Bridgewater Founder Ray Dalio’s Biggest Fear Is 1937

Screen-Shot-2015-04-20-at-16.58.43 Bridgewater Founder Ray Dalio's Biggest Fear Is 1937

Ray Dalio is the world’s most important hedge fund manager. With $165 billion under management Bridgewater Associates, the firm that he manages, is the largest hedge fund in the world, and Dalio’s All-Weather strategy has consistently outperformed market indices for more than 20 years. There’s just one thing that Dalio is really afraid of, and it was a major theme in his latest letter to investors.

The 1937 selloff was caused by a Federal Reserve decision to raise interest rates, at least according to the Dalio text. The investor reckons that the economic circumstances in 2015 are ‘eerily similar’ to those in 1937 and he fears a return to those dark days. In the stock market collapse directly after the 1937 interest rate rise the Dow Jones Industrial Average lost about half of its value in twelve months.

Reflections of Depression

There are, according to Dalio, six factors that can be directly connected with the Great Depression and the current economic atmosphere. The list is as follows:

  • Debt limits reached at Bubble Top, causing the economy and markets to peak (1929 & 2007).
  • Interest rates hit zero amid depression (1931 & 2008).
  • Money printing starts, kicking off a beautiful deleveraging (1933 & 2009).
  • The stock market and “risky assets” rally (1933-1936 & 2009-2014).
  • The economy improves during a cyclical recovery (1933-1936 & 2009-2014).

The central bank tightens, resulting in a self-reinforcing downturn (1935 & 2015?).

The sixth point is obviously the most important going ahead. Dalio believes that the economic situations mirror each other, and that the world could be dragged into a renewed crash with rash central bank decision making.

Getting past 1937

The simple solution, at least according to Ray Dalio, is to put off raising interest rates in order to ensure a broad economic recovery. That has its own disadvantages, however. Should the economy begin growing rapidly easy money could result in inflationary pressure.

That’s exactly what the Federal Reserve fears could be caused by keeping its monetary policy too accommodating, and it’s signaled that its intentions will be based off of close observtion of inflation among other factors.

In its most recent meeting, which Dalio wrote in advance of, the central bank’s chairperson Janet Yellen said

“The actual path of policy will evolve as economic conditions evolve, and policy tightening could speed up, slow down, pause, or even reverse course depending on actual and expected developments in real activity and inflation.’
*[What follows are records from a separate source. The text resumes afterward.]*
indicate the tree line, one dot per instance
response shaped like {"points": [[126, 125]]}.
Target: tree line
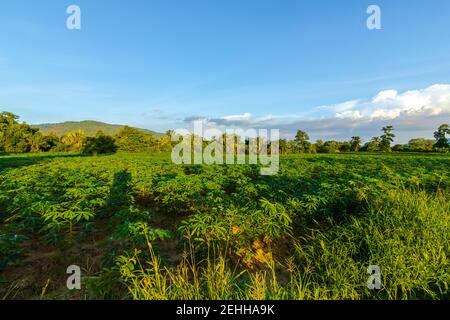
{"points": [[21, 137], [383, 143]]}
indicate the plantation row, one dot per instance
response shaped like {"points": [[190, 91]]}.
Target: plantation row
{"points": [[20, 137], [143, 228]]}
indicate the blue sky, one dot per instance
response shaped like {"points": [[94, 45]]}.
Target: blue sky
{"points": [[290, 64]]}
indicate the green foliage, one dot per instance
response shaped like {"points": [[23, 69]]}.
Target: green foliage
{"points": [[134, 140], [387, 138], [100, 144], [441, 139], [166, 231]]}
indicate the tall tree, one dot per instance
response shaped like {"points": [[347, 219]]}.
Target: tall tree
{"points": [[302, 141], [74, 139], [387, 138], [440, 136]]}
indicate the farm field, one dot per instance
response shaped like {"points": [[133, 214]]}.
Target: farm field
{"points": [[140, 227]]}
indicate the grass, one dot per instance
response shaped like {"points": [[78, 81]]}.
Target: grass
{"points": [[143, 228]]}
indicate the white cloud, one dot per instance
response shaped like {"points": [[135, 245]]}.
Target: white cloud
{"points": [[419, 111]]}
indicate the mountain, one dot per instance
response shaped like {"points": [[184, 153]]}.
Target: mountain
{"points": [[88, 126]]}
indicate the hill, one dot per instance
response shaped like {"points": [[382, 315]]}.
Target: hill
{"points": [[88, 126]]}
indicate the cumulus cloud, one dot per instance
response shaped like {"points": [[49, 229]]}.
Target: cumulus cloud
{"points": [[415, 113]]}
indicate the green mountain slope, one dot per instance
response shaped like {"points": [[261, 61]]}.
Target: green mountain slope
{"points": [[88, 126]]}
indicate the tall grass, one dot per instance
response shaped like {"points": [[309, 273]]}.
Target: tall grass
{"points": [[405, 232]]}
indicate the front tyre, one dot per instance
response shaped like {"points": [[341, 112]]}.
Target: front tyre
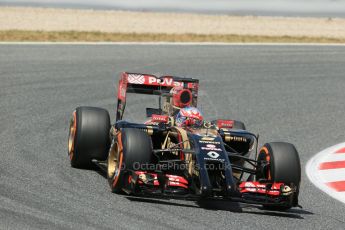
{"points": [[88, 136], [281, 164]]}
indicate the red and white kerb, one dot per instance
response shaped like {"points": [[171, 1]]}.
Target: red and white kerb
{"points": [[327, 171]]}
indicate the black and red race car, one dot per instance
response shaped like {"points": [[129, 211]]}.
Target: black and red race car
{"points": [[218, 160]]}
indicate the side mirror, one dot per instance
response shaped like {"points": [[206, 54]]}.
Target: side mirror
{"points": [[150, 111]]}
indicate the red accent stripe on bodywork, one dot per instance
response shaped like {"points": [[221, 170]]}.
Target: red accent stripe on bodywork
{"points": [[339, 186], [332, 165], [341, 150]]}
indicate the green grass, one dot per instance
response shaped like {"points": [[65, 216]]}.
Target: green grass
{"points": [[74, 36]]}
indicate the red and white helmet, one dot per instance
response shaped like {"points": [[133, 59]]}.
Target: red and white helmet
{"points": [[189, 116]]}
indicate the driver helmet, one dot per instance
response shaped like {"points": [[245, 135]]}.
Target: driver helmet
{"points": [[189, 116]]}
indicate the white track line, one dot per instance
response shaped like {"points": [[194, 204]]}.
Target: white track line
{"points": [[173, 43], [320, 178]]}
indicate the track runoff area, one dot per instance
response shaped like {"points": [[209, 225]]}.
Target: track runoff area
{"points": [[326, 170]]}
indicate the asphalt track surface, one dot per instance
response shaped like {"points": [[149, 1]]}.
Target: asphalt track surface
{"points": [[290, 93]]}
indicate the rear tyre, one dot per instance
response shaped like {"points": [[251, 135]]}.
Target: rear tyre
{"points": [[131, 149], [282, 165], [88, 136]]}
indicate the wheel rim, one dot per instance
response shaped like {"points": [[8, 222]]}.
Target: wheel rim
{"points": [[114, 163], [265, 151], [71, 136]]}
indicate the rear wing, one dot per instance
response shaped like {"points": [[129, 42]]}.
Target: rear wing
{"points": [[150, 84]]}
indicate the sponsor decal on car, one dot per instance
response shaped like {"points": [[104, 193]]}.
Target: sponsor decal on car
{"points": [[136, 78], [210, 142], [211, 148], [213, 154], [207, 138]]}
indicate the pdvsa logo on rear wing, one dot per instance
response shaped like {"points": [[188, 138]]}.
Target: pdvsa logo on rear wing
{"points": [[151, 80]]}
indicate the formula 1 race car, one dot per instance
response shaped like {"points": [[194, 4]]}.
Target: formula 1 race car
{"points": [[177, 154]]}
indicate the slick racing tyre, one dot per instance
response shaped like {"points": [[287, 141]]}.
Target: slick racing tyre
{"points": [[88, 136], [131, 149], [282, 165], [239, 125]]}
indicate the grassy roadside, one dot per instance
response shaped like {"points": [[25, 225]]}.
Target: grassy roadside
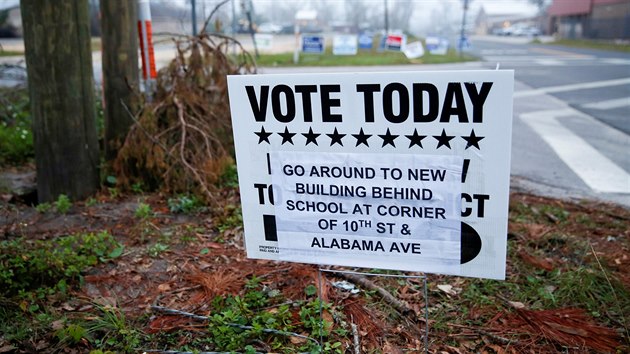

Bridgewater may actually prefer a boost in inflation as a solution rather than cutting the feet out from under recovery with rises in interest rates.

Inflation might be good

Inflationary pressure is bad for certain kinds of investments but good for others, and it may be easier for the intrepid investor to make money during a period of inflation than it would be during a period of stock market depression ad general economic shade.

Dalio says that the central bank stimulus of the last few years has distorted the valuation of the stock market. That leaves no incentive to hold stocks during a crash, because their values will not recover effectively without time or stimulus.

Inflation, however, may be good for the economy as a whole. The Bridgewater founder is generally worried abut the effects of debt on the decision making of the US government and US households. Inflation at a consistent, low level would be enough to wipe that debt away piece by piece and give the indebted an opportunity to get out from under it.

Tracking Dalio’s performance

The performance of Bridgewater Associates is relatively difficult to come by, given the diversity of the company’s portfolio and the fact that it is completely privately held. A recent presentation from the hedge fund obtained by Valuewalk showed that the company managed to return 8.9% in 2014 on its All Weather 12% strategy.

Over the last 20 years the strategy has managed to return an average of 12.3%, including the dark days of 2001 and the financially disastrous days of 2008 in which the fund lost 24% of its value.

According to Bloomberg a bet against the Euro in 2015 has caused renewed outperformance among the hedge fund manager’s assets. Bridgewater attempts to invest widely across more than 100 uncorrelated assets in order to ensure returns in any economic climate.